All-Ireland SFC Semi-final Derry v KerryGavin Cummiskey talks to Kerry's manager Jack O'Connor and selector Ger O'Keeffe about their need to reassess at the beginning of the year after last year's championship disappointment
After last year's traumatic defeat to Tyrone at the All-Ireland semi-final stage, Kerry football was forced to stop and take stock. Nobody in the Kingdom ever wanted to be removed from the championship in such a manner again.
Their open, flowing football that has dominated the game for generations was suffocated almost out of existence.
Armagh had done likewise in the second half of the 2002 final. An obvious pattern was developing in Ulster as through their vice-like defensive grip - employed by physically stronger players - they seemed to have wrestled Sam Maguire north for the foreseeable future.
Whether the rest of the country has wised up will become abundantly clear by Sunday night. Armagh and Tyrone have been banished but the Ulster domination of the modern game will continue if Fermanagh and Derry progress. Mayo and Kerry may still be favourites but that tag has become almost redundant this year.
Kerry didn't go back to the drawing board but a new management team under Jack O'Connor did reassess the manner in which the top-level opponents are to be approached.
For starters, half forwards became defenders when devoid of possession. However, the former under-21 trainer has been at pains to stress that traditional methods are not being tossed on the scrap heap. Instead, they are evolving.
"Every manager wants his players working hard when they don't have the ball. It's not as if I consciously went out and changed Kerry's style. That's not what I'm at. I just want my team to be working very hard."
Well and good but the Kerry public never want to see a repeat of last year when a swarm of Tyrone footballers crowded out the influence of players like Darragh Ó Sé in his very own midfield domain.

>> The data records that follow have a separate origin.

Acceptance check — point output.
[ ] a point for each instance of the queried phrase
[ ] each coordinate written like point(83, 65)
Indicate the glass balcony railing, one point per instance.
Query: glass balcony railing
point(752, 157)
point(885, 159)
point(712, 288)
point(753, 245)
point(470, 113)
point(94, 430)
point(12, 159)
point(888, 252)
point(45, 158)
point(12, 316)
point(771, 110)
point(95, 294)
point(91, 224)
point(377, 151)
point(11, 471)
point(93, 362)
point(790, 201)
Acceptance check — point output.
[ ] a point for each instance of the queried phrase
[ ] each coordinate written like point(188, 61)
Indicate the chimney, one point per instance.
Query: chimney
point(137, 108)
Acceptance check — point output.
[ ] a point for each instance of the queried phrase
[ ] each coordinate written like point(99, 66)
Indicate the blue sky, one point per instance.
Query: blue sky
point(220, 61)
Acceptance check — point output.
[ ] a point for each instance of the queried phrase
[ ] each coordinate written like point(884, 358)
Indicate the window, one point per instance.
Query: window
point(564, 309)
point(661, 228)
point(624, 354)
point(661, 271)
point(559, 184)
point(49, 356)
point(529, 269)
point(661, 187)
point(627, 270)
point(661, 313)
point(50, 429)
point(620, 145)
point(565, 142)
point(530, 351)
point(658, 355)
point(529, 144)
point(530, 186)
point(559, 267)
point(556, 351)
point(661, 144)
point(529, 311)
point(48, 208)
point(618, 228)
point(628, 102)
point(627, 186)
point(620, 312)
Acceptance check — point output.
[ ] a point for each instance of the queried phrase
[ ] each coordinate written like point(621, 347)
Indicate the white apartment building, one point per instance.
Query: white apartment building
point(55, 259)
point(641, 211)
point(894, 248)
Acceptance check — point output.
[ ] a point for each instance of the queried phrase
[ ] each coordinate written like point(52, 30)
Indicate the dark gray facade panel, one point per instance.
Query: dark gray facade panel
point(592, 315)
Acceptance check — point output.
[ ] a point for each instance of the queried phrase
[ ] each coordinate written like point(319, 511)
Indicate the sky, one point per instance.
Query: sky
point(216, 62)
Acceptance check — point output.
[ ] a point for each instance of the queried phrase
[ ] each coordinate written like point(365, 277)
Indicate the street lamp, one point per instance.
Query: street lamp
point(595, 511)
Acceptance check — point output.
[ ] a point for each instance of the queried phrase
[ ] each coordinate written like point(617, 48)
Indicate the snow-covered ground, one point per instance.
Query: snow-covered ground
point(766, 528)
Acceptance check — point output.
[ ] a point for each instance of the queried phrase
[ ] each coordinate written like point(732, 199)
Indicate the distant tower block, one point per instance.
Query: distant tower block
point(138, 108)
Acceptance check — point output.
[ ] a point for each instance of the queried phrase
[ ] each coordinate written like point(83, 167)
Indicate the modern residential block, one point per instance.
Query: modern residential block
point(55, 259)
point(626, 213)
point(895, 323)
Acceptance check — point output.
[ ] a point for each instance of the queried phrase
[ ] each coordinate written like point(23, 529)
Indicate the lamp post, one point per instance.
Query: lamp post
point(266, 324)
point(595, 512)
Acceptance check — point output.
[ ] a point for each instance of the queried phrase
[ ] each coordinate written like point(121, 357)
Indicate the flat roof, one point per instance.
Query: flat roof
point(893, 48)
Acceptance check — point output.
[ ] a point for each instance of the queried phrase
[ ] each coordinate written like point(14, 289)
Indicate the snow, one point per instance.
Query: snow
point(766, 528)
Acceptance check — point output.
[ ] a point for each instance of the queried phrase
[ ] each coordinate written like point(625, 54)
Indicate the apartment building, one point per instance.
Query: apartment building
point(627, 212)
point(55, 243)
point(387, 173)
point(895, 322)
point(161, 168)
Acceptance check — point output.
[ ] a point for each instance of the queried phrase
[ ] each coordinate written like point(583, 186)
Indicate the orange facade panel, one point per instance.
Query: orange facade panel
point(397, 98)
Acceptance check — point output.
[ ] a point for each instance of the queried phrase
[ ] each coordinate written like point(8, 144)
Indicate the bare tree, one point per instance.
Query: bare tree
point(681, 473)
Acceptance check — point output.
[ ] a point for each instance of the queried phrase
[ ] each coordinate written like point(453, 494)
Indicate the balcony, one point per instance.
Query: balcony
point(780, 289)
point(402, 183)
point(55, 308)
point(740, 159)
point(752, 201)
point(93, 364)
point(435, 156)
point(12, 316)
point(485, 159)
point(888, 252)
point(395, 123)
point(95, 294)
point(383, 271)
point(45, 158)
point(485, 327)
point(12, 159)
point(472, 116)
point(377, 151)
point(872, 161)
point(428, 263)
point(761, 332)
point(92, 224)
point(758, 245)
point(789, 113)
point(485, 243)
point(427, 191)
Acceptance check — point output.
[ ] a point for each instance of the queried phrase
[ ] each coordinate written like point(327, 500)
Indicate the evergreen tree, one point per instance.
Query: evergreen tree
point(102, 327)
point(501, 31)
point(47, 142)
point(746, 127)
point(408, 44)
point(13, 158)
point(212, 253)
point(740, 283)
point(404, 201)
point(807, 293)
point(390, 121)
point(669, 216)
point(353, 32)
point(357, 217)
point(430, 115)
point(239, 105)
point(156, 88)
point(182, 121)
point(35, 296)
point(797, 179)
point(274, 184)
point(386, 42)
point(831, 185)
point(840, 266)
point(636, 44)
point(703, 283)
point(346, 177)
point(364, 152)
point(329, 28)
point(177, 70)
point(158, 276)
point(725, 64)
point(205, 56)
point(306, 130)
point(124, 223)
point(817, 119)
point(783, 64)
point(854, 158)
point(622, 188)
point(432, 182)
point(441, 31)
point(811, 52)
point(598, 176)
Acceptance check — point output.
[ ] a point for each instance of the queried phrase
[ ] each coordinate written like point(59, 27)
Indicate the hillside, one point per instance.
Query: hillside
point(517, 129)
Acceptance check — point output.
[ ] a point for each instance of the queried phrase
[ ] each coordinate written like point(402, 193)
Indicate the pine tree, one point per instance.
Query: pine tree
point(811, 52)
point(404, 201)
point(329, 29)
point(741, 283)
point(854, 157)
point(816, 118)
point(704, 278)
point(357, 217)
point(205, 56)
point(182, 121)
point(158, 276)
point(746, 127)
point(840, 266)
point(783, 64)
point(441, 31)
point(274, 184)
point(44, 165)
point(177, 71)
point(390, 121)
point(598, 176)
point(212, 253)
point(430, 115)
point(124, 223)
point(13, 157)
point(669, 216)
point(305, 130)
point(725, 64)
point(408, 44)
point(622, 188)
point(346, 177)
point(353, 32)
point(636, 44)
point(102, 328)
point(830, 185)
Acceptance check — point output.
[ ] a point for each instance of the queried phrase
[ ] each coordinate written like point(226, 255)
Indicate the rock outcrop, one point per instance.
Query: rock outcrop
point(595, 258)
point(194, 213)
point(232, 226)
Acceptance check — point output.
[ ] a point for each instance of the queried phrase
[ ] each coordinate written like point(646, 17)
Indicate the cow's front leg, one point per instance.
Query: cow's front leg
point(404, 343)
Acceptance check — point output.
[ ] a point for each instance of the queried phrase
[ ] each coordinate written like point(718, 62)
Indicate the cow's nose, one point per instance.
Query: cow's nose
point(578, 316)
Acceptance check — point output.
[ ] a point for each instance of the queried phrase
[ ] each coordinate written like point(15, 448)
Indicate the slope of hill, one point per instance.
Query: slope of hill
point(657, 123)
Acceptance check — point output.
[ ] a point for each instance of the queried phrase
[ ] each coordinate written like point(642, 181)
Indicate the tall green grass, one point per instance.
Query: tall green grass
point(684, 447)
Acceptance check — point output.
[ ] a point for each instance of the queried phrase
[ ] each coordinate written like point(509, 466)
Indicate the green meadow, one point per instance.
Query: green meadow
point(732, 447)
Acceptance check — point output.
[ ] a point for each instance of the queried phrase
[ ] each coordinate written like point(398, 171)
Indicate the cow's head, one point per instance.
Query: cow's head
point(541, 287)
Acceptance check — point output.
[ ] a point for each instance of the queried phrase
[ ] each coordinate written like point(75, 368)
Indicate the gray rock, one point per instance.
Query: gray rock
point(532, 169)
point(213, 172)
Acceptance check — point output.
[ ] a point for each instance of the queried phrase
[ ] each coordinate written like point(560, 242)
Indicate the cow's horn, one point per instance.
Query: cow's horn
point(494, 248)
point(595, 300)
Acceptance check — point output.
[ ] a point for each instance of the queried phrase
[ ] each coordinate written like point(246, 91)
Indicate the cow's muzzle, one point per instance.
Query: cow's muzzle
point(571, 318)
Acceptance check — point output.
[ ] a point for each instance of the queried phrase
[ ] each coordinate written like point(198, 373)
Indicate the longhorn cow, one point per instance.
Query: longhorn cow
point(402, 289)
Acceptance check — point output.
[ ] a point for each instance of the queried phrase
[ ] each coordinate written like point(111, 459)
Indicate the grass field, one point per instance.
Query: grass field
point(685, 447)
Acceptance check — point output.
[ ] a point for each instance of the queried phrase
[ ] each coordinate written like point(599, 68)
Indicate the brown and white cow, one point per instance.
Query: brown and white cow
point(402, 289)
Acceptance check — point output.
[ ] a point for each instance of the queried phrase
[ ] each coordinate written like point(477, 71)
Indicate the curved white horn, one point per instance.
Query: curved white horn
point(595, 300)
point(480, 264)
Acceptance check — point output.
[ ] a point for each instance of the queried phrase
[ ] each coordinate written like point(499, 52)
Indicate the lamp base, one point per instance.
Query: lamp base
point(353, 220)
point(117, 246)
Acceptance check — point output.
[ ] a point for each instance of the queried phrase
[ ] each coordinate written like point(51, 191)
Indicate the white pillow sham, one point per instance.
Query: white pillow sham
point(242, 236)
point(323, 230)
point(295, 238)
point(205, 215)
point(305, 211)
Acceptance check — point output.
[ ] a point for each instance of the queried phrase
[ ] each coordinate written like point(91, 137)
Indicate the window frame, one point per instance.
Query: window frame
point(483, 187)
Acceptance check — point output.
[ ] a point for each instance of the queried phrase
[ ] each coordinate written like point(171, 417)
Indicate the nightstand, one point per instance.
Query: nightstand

One hectic passage of play from early in that game springs to mind. It was like watching a pride of lions isolating and bringing down a water buffalo. Séamus Moynihan famously compared midfield to Times Square during rush hour.
According to selector Ger O'Keeffe, sentiment and tradition can wait until Sam is retained.
"Northern teams have won the last two All-Irelands playing a particular type of football. Kerry unfortunately succumbed to both Tyrone and Armagh. We felt that we needed to strengthen up certain areas of our game; to take a different approach," he said.
"It's not as if they are asked to play defensively. Teams now play with a lot of players going forward together so effectively your half forwards have to go back to cover the additional players. This is how the game has developed.
"You couldn't play the old style against the modern type of football. It's played on the basis that bodies are all over the central third of the field. If you start kicking long ball your full forward line is going to be 60 yards from goal and that's no good to you either because you can't score.
"The game has changed and teams like Kerry must adapt and devise a game plan that suits Kerry best. We try to play a traditional way while taking into consideration what other teams are doing also."
This week, O'Connor showed his ruthless streak by leaving Mike-Frank Russell on the bench, with a preference towards the more abrasive Declan O'Sullivan at corner forward, while bringing in Liam Hassett at half forward. Also, William Kirby's experience got the nod over 20-year-old Paddy Kelly in midfield.
In short, Kerry are leaving nothing to chance. Hassett's selection, albeit indirectly, over Russell is an indictment of the seriousness with which they are taking the Derry threat.
"He is a very experienced player and is suited to the type of game Derry play," added O'Keeffe. "They break out of defence quite quickly and get the ball fast into their full-forward line. Liam will put pressure on their half backs."
Derry claim to be more open a team than what has travelled south in recent years. Maybe, by Ulster standards. But Westmeath discovered otherwise in the closing stages of the quarter-finals.
As the Leinster champions came in search of scores they found only an impenetrable red wall.
O'Connor concurs: "I feel that they play quite a defensive game. They certainly get a lot of players working back when they are not in possession, they create a lot of space up front and that's close enough to what the Tyrone's and Armagh's were doing.
"To be honest, we are concentrating on our own game. We were disappointed with our own performance against Dublin the last day, especially in the first half.
"We feel we have to up that next Sunday. We gave the ball away rather cheaply."
One suspects the lessons from the previous Ulster encounters have been learned.